This is one of the more challenging builds as it's one of the last motherboards with CPU power via 5V, and a 'hot' CPU on it. The CPU's max power draw is 62W. That's 12.4A net at the CPU. Allowing for 80% efficiency of the DC-to-DC regulators means the board will draw 15.5A for the CPU alone. Then you're adding a GPU that draws 47W/35W. I'm not up to speed on exactly how the AGP 2.0/30 voltages are derived on these boards, but at the very least there's 2A on the slot at 5V regardless. That pushes you up to 17.5A. Then you have PCI and drives... I'm confident this system will draw over 20A on 5V alone (disregarding whatever it does on 3.3V, 1.5V annd 0.8V), so this PSU will not be sufficient. I would suggest at least 30A on 5V for this system.
That gives two options:
1) a good vintage PSU, ~300W should do the trick. Risks: this was also capacitor plague era, so you should check caps thoroughly.
2) a massively powerful modern PSU with a beefy 12V->5V DC-to-DC regulator onboard.
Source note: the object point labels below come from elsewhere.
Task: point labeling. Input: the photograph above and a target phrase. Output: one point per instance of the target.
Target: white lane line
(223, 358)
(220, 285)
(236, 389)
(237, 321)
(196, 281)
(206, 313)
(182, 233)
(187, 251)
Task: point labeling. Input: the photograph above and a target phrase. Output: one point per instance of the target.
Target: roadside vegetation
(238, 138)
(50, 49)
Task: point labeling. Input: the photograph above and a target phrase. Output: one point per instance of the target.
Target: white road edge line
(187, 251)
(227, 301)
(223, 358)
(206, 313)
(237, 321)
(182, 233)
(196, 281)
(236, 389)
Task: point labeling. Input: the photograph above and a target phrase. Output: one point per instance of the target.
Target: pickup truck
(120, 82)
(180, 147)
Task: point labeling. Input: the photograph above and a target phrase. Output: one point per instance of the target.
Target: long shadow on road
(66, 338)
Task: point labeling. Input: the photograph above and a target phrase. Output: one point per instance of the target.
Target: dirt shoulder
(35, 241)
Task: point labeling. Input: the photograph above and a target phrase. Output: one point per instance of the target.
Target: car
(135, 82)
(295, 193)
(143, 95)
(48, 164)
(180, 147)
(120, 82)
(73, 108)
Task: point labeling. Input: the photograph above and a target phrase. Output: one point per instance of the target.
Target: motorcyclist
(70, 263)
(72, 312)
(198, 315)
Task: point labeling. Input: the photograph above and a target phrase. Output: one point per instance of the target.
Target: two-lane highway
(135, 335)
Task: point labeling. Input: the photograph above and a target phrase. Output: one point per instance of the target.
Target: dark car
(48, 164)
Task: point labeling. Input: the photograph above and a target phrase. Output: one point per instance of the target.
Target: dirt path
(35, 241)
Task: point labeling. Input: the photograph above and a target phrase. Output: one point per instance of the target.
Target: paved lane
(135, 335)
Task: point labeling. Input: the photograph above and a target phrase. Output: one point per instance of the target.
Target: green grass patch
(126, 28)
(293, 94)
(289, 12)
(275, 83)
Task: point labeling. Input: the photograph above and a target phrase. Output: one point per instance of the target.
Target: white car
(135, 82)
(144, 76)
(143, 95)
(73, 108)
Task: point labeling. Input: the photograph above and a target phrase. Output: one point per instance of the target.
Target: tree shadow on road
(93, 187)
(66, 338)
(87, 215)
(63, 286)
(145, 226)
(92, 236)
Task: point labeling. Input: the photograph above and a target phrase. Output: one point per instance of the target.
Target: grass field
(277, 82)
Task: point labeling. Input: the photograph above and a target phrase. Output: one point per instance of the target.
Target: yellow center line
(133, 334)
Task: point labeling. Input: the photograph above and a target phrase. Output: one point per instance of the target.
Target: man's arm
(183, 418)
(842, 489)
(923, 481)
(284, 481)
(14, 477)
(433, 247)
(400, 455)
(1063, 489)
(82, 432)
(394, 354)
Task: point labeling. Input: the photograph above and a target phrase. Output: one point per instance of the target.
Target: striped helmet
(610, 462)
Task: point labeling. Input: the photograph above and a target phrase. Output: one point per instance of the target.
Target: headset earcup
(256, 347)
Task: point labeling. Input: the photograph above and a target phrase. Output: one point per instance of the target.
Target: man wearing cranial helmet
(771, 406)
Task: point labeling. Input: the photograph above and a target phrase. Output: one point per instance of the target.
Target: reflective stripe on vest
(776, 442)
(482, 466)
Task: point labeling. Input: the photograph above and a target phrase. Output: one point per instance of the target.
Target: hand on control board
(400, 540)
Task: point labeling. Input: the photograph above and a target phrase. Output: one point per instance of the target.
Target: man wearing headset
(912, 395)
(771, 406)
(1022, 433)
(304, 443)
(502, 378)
The latter is the safer option, but not cheap. The former the more period-correct elegant one, but has an element of risk. In both cases, go for quality. Coolermaster isn't awful but at best they're lower-end mainstream stuff. I personally prefer the bigger OEM vendors' supplies as you're not paying for bling and marketing there. I'm not enough up to speed on current ones to do recommendations there, but with vintage stuff FSP is my go-to brand as it's easy to find and generally very good quality (around here AOpen-branded FSPs are commonest) - their 300W PSUs weigh a ton, and that's not cement either. They can however suffer from bad caps, but at least they're worth re-capping.